Я рассказал им о всех событиях истекшего дня, нарисовал картину, потрясшую меня в деревне Хмельной.
— Много они нашего брата погубят, — сказал Яков, — но все это напрасно пролитая кровь. Несерьезный они народ — офицеришки, ихние вожаки. И мужики понимают это. Теперь нам надо соединиться со всех волостей, чтобы встретить бунтарей с почетом, когда погонят их от Дубовки.
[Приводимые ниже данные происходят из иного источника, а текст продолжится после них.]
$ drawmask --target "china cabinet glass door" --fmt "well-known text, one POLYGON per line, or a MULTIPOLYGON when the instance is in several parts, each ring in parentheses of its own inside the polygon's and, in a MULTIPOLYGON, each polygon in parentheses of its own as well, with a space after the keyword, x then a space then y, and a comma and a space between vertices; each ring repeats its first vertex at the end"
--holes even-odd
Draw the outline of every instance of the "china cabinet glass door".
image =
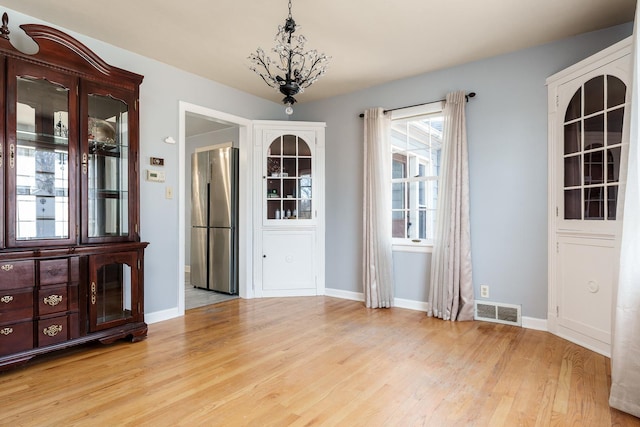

Давай, Сеня, бегай по соседским деревням, узнавай, где наша братия. Тыл назавтра будет наш, а там поглядим, что дальнейшее покажет. Может быть, пойдем на Хренова развернутым фронтом.
Неистребимая вера была у Якова. Я уснул после этой встречи глубоким сном, невзирая на кошмарные картины, которые увидел в Хмельной.